Martin Rushent a joué un rôle important dans la carrière de The Human League. Après le départ pour British Electric Foundation/Heaven 17 de deux de ses membres fondateurs, Martyn Ware et Ian Craig Marsh, le groupe enregistre Dare en 1980 avec l’aide du pétulant producteur. Sommé par leur maison de disques de sortir enfin des tubes, The Human League est dans une position délicate avec la démission de ses deux musiciens les plus expérimentés. Virgin leur suggère alors de travailler avec le chevronné Martin Rushent. Le CV de ce dernier est déjà conséquent : après des débuts auprès de Tony Visconti (T. Rex, Fleetwood Mac, ELP etc.), le bonhomme se fait une réputation chez United Artists en signant et produisant des groupes comme les Buzzcocks ou les Stranglers.
Martin Rushent ne ménage pas The Human League et pousse souvent ses membres dans leurs retranchements. De cette relation complexe naît le classique Dare, un des disques les plus vibrants de la synth-pop des années 80. L’album offre à Philip Oakey et les siens (Philip Adrian Wright, Ian Burden, Joanne Catherall, Susan Ann Sulley) une percée dans le mainstream bienvenu après Reproduction (1979) et Travelogue (1980), deux albums estimés mais au succès commercial modeste. Pris de passion pour le dub et les scratches fous furieux de Grandmaster Flash, Martin Rushent propose à Virgin et Human League de créer un album remix de Dare en réinterprétant ces techniques. L’idée ne séduit par forcément les intéressés, mais ils finissent par accepter. La proposition donne du temps à la formation de Sheffield pour écrire de nouveaux morceaux. Assisté de David M. Allen, le producteur coupe et découpe les pistes originales. Il travaille sans sampler (une technologie balbutiante à l’époque), uniquement à l’aide de bandes, d’une paire de ciseaux, d’effets et d’une table de mixage… Martin Rushent effectue ainsi plus de 2600 collages pendant le processus. Il semblerait que la bande envoyée pour le mastering pouvait dès lors se désintégrer à tout moment ! Pour éviter la confusion avec The Human League, un nom, hommage à l’orchestre de Barry White, est trouvé: The League Unlimited Orchestra. Virgin publie Love and Dancing en 1982. Sept des huit morceaux sont des versions étirées, largement instrumentales de chansons de Dare.

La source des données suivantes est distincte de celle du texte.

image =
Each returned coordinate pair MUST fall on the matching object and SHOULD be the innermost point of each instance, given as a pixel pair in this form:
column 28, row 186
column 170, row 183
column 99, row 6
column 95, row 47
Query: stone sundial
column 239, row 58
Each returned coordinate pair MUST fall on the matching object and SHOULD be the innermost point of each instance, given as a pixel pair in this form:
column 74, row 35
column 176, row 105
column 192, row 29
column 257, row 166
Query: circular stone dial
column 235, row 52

Le dernier titre (Hard Times) figure initialement sur la face B de Love Action. Enchainés comme les mixes disco sur le même tempo, l’ensemble forme deux longues plages. Les morceaux semblent ainsi ne plus avoir réellement de fin et se disloquer dans l’infini. Désossés, Martin Rushent les reconstruit patiemment, utilisant les voix avec parcimonie. Le résultat est pour le moins intrigant. Bien sûr, il n’égale pas la perfection pop de Dare mais ces remixes frappent aujourd’hui encore par leur modernité, et ce, malgré les moyens rudimentaires de l’époque. Love and Dancing convoque, en effet, ces édits que nous trouvons désormais régulièrement dans les bacs de disquaires pointus ou sur YouTube. Martin Rushent porte un regard différent sur une œuvre que nous pensions connaître sur le bout des doigts. Il la malaxe et la tord. Il ne se contente pas de juste retirer les voix. Parfois le résultat n’est pas si convaincant, mais à certains moments, la magie opère. Le disque met un pied dans le présent (synth-pop, les edits disco de Larry Levan, l’italo-disco naissante) et l’autre dans le futur (la dance music instrumentale comme la techno). Love and Dancing constitue, en tout cas, une véritable nouveauté pour l’époque. Le disque est généralement considéré comme l’un des premiers albums de remixes moderne, au coté de Non Stop Ecstating Dancing (Soft Cell) et Party Mix! (B-52’s). Les esprits les plus narquois n’y verront qu’un en-cas, pour occuper le terrain, entre deux albums de The Human League, ou une vile opération commerciale. La sincérité, l’ambition et la complexité de la démarche contrastent avec ces affirmations. Love and Dancing n’égale cependant pas les meilleurs moments discographiques du groupe de Sheffield mais il a ses qualités propres, un goût pour l’inédit qui le rend aujourd’hui encore très attachant. Il capte une partie des interrogations de son époque et les transforme en une matière singulière, précurseuse par certains aspects, de la musique électronique à venir.